Even if you're under 25, you should still know your blood pressure, a study says.
Young people in their teens and early 20s probably aren't thinking about heart disease. But maybe it's time they did.
People who have slightly higher blood pressure when they're 18 to 25 are more likely to have high blood pressure and hardening of the arteries in their 40s, a study says. About one quarter of the people in this study were in that group.
"We need to be aware that what happens when we're young adults is going to have an impact," says Norrina Allen, an epidemiologist and the study's lead author.
She and her colleagues at Northwestern's Feinberg School of Medicine looked at data from 4,600 men and women in Chicago, Birmingham, Ala., Minneapolis, and Oakland, Calif., who have been followed for over 25 years. About 19 percent of the people had blood pressure that was consistently higher than their peers. Another 5 percent started with higher blood pressure that then rose over time.
With both groups, most of them had blood pressure readings that still fell within the normal range for their age.
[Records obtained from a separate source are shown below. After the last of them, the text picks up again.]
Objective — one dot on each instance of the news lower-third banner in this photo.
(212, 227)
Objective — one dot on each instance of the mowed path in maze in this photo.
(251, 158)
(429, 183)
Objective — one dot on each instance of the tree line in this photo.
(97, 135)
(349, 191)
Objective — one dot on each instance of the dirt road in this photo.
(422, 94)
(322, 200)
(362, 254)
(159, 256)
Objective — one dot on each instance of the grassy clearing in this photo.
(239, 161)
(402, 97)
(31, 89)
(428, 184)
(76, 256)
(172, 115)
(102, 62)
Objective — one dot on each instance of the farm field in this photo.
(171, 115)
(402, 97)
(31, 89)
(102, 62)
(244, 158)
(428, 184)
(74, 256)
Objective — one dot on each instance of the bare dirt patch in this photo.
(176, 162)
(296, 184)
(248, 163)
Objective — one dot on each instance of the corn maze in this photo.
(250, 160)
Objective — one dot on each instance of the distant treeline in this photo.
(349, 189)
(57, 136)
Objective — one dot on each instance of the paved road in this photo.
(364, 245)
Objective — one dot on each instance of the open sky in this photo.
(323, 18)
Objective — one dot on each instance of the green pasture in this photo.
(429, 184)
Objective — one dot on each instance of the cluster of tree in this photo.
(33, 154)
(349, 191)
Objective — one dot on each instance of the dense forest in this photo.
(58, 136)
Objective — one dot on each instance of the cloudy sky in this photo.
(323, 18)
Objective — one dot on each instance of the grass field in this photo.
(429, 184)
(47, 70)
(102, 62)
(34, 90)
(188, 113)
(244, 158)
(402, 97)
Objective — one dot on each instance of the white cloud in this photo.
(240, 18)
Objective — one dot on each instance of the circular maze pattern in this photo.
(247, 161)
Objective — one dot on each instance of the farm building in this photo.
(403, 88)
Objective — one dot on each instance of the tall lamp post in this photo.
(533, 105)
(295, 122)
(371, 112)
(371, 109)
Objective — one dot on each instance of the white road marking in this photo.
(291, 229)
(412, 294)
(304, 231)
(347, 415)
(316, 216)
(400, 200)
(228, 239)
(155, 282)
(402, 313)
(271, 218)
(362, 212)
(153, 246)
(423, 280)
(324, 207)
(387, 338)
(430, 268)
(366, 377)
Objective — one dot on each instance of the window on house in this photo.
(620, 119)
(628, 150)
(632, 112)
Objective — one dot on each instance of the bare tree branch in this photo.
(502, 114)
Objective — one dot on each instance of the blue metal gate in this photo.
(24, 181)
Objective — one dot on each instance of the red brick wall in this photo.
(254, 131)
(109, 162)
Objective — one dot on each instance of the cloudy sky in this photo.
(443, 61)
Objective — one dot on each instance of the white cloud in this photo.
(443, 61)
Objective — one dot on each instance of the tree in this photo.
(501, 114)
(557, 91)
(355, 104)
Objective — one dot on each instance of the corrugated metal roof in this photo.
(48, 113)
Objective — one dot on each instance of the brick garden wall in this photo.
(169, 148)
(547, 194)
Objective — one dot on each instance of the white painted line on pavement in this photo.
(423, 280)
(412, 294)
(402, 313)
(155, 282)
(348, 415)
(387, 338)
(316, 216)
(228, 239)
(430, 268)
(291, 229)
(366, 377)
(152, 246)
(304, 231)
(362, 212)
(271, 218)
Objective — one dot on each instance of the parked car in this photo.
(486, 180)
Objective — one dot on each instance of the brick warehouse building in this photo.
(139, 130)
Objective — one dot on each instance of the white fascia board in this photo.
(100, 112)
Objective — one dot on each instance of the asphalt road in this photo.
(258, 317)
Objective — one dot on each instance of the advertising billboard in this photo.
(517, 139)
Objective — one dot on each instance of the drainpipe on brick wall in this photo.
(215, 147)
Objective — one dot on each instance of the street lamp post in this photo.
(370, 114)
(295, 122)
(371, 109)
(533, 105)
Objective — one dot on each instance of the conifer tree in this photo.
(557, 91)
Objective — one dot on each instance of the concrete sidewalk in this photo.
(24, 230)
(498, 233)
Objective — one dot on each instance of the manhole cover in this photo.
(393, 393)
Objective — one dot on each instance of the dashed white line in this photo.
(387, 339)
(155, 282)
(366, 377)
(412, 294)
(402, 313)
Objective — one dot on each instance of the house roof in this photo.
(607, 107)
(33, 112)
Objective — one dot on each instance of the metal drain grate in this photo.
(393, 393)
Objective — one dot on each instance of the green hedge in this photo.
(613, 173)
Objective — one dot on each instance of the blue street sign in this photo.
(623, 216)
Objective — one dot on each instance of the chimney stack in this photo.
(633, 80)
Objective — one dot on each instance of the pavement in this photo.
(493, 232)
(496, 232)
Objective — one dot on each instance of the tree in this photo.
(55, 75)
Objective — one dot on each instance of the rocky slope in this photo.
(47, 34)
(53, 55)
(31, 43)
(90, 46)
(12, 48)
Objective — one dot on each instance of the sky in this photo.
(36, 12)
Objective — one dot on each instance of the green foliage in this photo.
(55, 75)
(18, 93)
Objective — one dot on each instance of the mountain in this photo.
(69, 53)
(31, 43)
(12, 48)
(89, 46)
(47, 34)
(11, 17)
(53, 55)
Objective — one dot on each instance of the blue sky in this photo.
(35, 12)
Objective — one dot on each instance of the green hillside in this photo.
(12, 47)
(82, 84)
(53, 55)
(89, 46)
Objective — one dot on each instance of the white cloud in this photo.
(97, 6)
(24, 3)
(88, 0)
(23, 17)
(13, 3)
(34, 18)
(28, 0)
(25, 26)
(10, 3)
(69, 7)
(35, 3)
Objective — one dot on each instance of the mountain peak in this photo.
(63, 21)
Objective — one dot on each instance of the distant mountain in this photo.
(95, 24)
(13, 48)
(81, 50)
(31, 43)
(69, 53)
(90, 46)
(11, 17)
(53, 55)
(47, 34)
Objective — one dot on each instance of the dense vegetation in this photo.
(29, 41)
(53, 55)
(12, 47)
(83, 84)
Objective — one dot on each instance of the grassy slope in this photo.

But they were much more likely to develop hypertension by age 40. Those with with increasing blood pressure were four times as likely to have hardening of the arteries in middle age, while those with consistently high blood pressure were 2.5 times as likely to do so. Both are considered risk factors for heart disease
The findings were published in JAMA, the journal of the American Medical Association, on Tuesday.
About one third of American adults have high blood pressure, but doctors typically don't focus on controlling it until middle age. If the trend found in this study is verified by other research, it could mean that teenagers and young adults will need to pay a lot more attention to their blood pressure.
Young people should start by getting yearly physicals and making sure that they're at least aware of their blood pressure, Allen tells Shots. And she says that physicians should take the blood pressure readings of their younger patients more seriously.
"While you wouldn't prescribe medications for this group, you might have conversations with those individuals about ways they can improve their diet or increase physical activity," Allen says. Lifestyle changes aren't always easy, she says, but they can have a big influence on blood pressure.
The study does have a few limitations. For one, the researchers only looked at participants' risk for heart disease. The next step is to see how many of these people actually go on to develop heart disease or have heart attacks.
More importantly, Allen says, researchers don't know yet know what will work best to reduce the apparent risk for that 25 percent.
But "many of these cardiovascular risk factors are cumulative," Allen says. So the sooner someone quits smoking and starts eating healthy and exercising, the better.
Eighteen is when a lot of people move out and become more independent. It's a great time to pick up healthy habits that will influence your lifestyle for years to come, Allen says, and maybe decrease your risk of heart disease as well.